Now that relationships with local communities and key stakeholders have been established, it is important to find opportunities to keep the community up-to-date.

For example, this may include:

  • providing updates on how the project is delivering community benefits
  • sharing information on job creation and how the local community could take up new employment opportunities
  • communicating throughout the construction phase — this could be done via website updates, newsletters, social media, workshops and regular forums with the local community
Guiding questions for step 4

Does your local authority have systems in place to track communications with key stakeholders to ensure that they engage regularly?

Does the project have a strategy to maximise the visibility and accessibility of the community engagement activity across different communities and neighbourhoods?

About Homes England

Homes England is the government’s housing and regeneration agency.  Homes England is committed to effective community engagement in our projects. In 2023, we launched our Strategic Plan 2023 to 2028.

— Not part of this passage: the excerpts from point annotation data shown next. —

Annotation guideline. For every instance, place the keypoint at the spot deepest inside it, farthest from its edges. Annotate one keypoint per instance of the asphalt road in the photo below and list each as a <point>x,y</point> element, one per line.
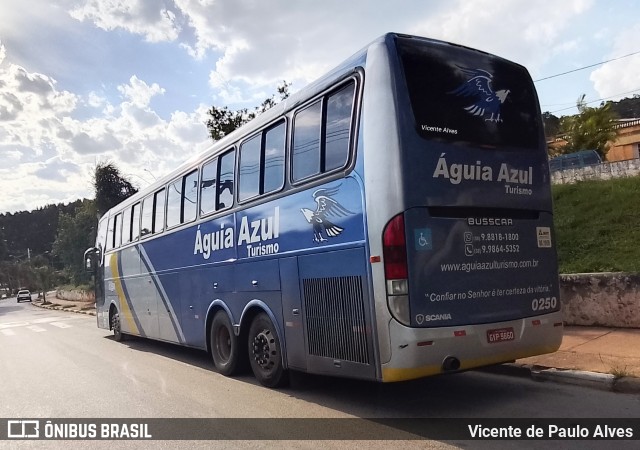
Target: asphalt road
<point>56,364</point>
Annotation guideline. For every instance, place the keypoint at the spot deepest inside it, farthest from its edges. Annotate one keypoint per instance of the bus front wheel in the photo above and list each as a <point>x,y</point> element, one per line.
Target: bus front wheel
<point>265,353</point>
<point>224,345</point>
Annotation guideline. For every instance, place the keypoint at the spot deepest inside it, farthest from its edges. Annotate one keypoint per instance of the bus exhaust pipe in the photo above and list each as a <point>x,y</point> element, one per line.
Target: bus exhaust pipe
<point>450,364</point>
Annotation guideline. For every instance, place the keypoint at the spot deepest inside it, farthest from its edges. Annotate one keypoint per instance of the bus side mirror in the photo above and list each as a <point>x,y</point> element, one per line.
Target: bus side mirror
<point>91,258</point>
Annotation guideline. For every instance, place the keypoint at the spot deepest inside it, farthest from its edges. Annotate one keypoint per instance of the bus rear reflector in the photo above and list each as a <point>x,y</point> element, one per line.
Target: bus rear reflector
<point>395,249</point>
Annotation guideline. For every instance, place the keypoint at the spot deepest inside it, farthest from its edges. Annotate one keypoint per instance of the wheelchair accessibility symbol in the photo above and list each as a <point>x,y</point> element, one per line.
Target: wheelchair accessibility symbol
<point>422,239</point>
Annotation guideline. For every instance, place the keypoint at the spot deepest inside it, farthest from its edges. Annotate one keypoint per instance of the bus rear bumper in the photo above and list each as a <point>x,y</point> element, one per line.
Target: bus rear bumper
<point>421,352</point>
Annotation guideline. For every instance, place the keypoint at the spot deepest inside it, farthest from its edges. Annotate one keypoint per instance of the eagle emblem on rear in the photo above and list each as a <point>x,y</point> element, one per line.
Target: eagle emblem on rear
<point>327,208</point>
<point>484,102</point>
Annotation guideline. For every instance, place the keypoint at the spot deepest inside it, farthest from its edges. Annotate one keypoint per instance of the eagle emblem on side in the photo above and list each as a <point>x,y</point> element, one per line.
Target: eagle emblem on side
<point>327,208</point>
<point>484,101</point>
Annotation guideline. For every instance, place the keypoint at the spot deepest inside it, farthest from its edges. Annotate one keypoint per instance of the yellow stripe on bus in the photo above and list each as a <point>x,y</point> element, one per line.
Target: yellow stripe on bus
<point>125,311</point>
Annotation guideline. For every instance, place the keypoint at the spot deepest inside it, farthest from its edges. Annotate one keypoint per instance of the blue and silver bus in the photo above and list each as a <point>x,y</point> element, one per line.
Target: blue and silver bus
<point>392,220</point>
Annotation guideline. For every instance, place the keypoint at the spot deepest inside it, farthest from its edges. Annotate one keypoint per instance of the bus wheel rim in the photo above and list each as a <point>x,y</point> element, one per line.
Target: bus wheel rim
<point>264,348</point>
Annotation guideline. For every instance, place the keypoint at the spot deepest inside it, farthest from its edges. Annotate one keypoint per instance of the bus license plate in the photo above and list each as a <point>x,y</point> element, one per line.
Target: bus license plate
<point>500,335</point>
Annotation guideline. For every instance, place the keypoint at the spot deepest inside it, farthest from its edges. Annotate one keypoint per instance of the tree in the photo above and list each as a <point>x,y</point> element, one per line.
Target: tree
<point>110,186</point>
<point>76,233</point>
<point>590,129</point>
<point>224,121</point>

The Homes England community engagement team

The Homes England community engagement team supports colleagues and partners to embed best practice approaches to community engagement. From the outset, we work with partners and local communities to articulate the vision and ambition for the homes and places we enable. We complete regular project reviews and help teams to establish criteria for measuring success to demonstrate the impact of our approach.

The community engagement team has produced the community engagement advice notes.

They can be found online at: www.gov.uk/government/collections/housing-information-hub

Get in touch to find out more about:

  • the Homes England Sustainability and Design Outcomes Engagement Tool — ideas to develop Place Based Indicators that reflect local context and community
  • advice for commissioning consultants to develop a community engagement strategy
  • advice on how community engagement informs the Visioning process as part of developing a masterplan
  1. Local authority evidence bases include Strategic Housing Market Assessments, Economic Growth Strategies, climate change and sustainable development strategies, joint strategic needs assessments and social infrastructure audits. 

  2. Primary data gathered includes resident surveys and panels, post occupancy surveys and community meeting notes.